Nel tentativo di persuadere i produttori più piccoli a coltivare l'olio di palma in modo sostenibile, Jennifer ha anche collaborato con la RSPO per creare mappe che evidenziassero le probabili posizioni delle aree protette più preziose. La RSPO sta per incorporare le mappe nella sua procedura di valutazione per i piccoli proprietari, per i quali i costi attuali della certificazione possono essere superiori ai benefici.
"Ciò consentirà ai tanti piccoli agricoltori che operano in aree a basso rischio lontane da foreste e torbiere di ottenere la certificazione attraverso un processo semplificato, speriamo di aumentare l'assorbimento, " lei dice.
Il cambio non è la risposta
Con oltre 60 milioni di tonnellate di olio di palma prodotto in tutto il mondo, di cui poco meno di un quinto è certificato come sostenibile, i consumatori si chiedono perché venga utilizzato in così tanti prodotti.
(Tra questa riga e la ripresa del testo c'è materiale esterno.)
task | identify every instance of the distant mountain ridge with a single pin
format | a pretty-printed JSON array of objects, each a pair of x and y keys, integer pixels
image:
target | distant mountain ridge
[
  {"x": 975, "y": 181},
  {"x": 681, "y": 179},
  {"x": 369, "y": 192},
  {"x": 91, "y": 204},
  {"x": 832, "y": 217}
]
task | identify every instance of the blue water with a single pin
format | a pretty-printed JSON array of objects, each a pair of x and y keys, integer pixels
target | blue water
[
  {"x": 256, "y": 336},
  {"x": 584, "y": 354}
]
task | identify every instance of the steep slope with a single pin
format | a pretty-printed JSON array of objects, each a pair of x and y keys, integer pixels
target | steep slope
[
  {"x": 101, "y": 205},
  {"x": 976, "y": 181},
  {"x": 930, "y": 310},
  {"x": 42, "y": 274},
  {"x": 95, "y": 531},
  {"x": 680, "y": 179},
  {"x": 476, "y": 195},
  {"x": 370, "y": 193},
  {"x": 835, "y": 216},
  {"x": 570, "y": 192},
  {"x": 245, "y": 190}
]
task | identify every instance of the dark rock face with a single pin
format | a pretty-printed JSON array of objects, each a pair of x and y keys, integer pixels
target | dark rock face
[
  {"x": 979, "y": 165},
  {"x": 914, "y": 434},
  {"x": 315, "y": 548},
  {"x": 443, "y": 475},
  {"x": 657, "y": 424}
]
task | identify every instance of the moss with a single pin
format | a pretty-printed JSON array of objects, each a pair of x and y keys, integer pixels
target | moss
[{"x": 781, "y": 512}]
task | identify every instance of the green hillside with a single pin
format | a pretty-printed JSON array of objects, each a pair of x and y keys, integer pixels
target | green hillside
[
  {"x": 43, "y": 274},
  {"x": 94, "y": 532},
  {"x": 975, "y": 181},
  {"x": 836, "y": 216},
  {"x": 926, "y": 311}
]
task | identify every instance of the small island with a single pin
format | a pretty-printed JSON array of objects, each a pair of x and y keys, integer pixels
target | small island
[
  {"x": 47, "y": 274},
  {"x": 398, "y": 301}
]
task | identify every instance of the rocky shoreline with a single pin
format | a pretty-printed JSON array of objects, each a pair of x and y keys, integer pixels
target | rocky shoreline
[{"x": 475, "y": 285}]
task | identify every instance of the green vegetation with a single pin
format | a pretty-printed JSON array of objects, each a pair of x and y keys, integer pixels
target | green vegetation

Uno degli usi più comuni dell'olio di palma è come conservante per prolungare la durata di conservazione di vari alimenti, portando alcuni a chiedersi se sostituirlo con un altro olio sarebbe d'aiuto.
Jennifer afferma:"Le palme da olio producono almeno sei volte più olio per ettaro rispetto alle colture successive più produttive, come colza o soia, quindi il passaggio non è un'opzione più sostenibile".
Guardando avanti, la RSPO e le organizzazioni non governative stanno lavorando per migliorare ulteriormente l'olio di palma sostenibile, con alcuni studi che suggeriscono che c'è abbastanza terreno dismesso per le piantagioni per soddisfare la domanda attuale di olio di palma.
"Si tratta di metterlo nel posto giusto, " dice Jennifer.
Questa storia è ripubblicata per gentile concessione di Planet Earth online, un libero, sito web compagno della premiata rivista Planet Earth pubblicata e finanziata dal Natural Environment Research Council (NERC).